I grew up in rural Ohio where we had a small orchard, and the first thing I saw upon wakening every morning was a pear tree from my window. I was fascinated by the fluttering of the leaves and the change of the leaf colors subject to the morning sky’s complexion. My parents made sure I would know these trees well, for it was my responsibility to prune, pick, and rake, which I did begrudgingly as only a teenager can, but am now eternally grateful for the lessons learned. This is where my enchantment with nature’s small wonders commenced.

My first Leaf Table and Apple Table came about early in my career during the 1980s. I would come back to those themes off and on over the next two decades but did not focus on them. It wasn’t until I went to an art conference in 1999 and was fortuitously seated next to one of the most influential museum curators of that time. We didn’t talk about art, but when we got up to leave, he said, "I know your work, Mark, and you tend to be all over the place. Pick one or two series and make them your signature".  I listened and concentrated on the Fruit Series and the Leaf-Flower series. His advice served me well.

The Sapele Flower Petal Shelf is the continuing exploration of the leaf-flower theme and is a cross-pollination of the Marilyn Monroe Shelf with the Paganini Wall Flower Sculpture. It is the first flower-leaf shelf where I introduced the vein detail along the stem’s length.
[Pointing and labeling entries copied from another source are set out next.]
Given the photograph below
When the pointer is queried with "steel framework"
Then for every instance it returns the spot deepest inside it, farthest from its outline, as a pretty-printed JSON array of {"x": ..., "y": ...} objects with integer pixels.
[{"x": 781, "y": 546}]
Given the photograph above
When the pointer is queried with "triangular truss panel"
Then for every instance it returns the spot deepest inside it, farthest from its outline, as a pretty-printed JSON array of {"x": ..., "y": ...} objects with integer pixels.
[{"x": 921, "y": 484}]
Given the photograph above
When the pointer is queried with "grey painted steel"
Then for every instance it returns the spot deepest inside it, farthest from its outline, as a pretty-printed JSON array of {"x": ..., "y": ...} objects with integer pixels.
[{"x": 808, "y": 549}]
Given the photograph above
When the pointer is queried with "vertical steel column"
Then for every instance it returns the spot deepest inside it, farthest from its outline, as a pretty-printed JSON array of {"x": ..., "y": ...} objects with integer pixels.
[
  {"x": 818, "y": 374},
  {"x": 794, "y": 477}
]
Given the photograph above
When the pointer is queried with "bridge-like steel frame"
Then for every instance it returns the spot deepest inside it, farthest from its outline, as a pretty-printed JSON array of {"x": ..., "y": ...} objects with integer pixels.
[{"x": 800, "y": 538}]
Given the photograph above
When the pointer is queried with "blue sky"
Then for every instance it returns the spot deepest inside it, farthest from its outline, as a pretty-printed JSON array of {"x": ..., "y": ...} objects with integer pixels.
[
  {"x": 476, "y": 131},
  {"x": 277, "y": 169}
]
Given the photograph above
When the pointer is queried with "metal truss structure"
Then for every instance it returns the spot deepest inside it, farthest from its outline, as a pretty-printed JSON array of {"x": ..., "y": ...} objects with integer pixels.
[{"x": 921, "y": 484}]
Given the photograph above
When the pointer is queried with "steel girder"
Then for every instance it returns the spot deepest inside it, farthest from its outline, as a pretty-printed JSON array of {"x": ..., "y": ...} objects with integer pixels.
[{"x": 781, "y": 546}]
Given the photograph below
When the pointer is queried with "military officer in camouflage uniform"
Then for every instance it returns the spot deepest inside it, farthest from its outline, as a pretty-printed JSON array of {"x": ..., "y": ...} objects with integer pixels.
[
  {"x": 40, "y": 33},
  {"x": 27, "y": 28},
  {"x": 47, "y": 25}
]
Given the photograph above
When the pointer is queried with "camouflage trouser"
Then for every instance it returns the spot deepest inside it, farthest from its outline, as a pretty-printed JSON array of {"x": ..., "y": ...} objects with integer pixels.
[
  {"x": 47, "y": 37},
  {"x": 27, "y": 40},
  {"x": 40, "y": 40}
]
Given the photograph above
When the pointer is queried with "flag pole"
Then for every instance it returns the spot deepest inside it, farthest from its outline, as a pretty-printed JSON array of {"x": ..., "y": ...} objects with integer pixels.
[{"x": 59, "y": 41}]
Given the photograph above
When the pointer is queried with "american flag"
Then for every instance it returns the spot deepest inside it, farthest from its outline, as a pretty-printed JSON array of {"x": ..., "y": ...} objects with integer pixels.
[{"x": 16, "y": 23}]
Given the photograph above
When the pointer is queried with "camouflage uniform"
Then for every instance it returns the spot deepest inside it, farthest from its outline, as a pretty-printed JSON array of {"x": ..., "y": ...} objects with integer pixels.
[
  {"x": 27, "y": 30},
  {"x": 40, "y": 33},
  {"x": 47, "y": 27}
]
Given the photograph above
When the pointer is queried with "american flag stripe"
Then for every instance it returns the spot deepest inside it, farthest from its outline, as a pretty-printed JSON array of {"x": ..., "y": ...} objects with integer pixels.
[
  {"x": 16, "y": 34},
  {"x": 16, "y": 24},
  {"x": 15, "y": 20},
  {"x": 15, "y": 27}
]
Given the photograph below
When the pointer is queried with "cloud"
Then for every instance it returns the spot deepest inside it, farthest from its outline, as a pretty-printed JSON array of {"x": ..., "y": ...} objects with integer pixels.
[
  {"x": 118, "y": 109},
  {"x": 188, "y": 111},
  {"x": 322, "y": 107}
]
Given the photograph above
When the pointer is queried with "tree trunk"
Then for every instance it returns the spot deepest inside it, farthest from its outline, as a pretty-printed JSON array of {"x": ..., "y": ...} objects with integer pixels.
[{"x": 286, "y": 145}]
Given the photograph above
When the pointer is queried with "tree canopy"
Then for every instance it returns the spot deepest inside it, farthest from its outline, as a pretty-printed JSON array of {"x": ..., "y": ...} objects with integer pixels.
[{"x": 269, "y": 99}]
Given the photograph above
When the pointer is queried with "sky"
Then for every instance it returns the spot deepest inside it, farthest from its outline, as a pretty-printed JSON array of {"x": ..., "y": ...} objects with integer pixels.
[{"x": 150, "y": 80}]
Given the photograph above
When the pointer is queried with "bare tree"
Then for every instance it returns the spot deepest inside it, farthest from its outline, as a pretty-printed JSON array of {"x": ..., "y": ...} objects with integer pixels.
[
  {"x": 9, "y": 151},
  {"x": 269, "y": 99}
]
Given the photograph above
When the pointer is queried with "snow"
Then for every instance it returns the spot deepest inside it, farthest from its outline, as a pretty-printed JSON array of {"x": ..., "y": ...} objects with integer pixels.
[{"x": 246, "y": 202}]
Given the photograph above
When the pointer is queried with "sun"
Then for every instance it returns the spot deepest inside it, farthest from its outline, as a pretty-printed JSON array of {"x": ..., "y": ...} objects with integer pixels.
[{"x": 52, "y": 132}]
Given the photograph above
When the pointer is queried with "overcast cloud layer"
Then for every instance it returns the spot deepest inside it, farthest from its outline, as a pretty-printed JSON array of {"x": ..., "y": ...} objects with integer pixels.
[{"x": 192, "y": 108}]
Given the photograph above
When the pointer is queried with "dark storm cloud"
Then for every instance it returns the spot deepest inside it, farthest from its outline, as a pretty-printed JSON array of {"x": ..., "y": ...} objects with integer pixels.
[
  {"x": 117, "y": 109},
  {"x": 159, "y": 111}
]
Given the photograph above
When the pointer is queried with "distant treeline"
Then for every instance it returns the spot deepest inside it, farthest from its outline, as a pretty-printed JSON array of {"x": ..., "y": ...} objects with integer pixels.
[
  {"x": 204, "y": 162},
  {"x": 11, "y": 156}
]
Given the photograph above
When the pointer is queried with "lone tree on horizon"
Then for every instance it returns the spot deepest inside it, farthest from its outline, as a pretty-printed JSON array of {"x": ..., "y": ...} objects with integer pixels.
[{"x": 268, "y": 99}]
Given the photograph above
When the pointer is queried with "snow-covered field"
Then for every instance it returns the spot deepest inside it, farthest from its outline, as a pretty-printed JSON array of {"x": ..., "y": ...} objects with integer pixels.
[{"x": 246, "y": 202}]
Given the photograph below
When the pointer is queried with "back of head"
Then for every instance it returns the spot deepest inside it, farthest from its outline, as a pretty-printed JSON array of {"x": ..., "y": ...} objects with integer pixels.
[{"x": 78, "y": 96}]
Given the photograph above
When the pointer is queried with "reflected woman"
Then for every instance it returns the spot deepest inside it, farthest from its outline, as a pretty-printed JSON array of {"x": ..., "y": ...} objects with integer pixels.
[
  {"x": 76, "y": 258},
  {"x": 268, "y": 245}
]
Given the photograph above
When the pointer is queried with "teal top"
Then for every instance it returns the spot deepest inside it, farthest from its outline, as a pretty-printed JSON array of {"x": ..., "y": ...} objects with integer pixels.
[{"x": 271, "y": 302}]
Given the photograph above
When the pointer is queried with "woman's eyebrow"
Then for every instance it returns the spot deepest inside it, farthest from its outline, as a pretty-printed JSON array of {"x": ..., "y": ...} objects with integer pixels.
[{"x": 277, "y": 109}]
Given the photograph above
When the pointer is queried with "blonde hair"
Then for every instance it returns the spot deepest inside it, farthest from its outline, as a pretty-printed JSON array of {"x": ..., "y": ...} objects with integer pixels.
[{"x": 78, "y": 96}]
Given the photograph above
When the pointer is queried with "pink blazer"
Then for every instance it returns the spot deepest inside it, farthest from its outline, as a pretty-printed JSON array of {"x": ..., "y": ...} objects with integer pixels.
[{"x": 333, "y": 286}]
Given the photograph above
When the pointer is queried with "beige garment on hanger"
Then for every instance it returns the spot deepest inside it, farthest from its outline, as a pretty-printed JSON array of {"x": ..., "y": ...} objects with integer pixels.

I’ve stayed away from ornamentation in my work but had already completed three different stems, but they didn’t feel or look right. I have a library of art monographs in my office, and the book that kept staring at me was the photography of Karl Blossfeldt. I leafed through the pages and finally found the solution for the fourth and final stem.

The Sapele Flower Petal Shelf was created over seven months. Once the large blanks were laminated, the rough sculpting went rapidly, but the process slowed as the piece took shape. The shaping and detailing of the petal’s top were emotionally taxing and I could work on the piece for only two or three hours at a time and then moved on to other work in the studio.

Every time I finish a leaf or flower piece, I tell myself, never again, but as I was building the Sapele Flower Petal shelf I realized I must do a Flower Petal Hall Table using the stem motif for the legs. It’s going to be a wonderful piece and will start on the table around the spring of 2023.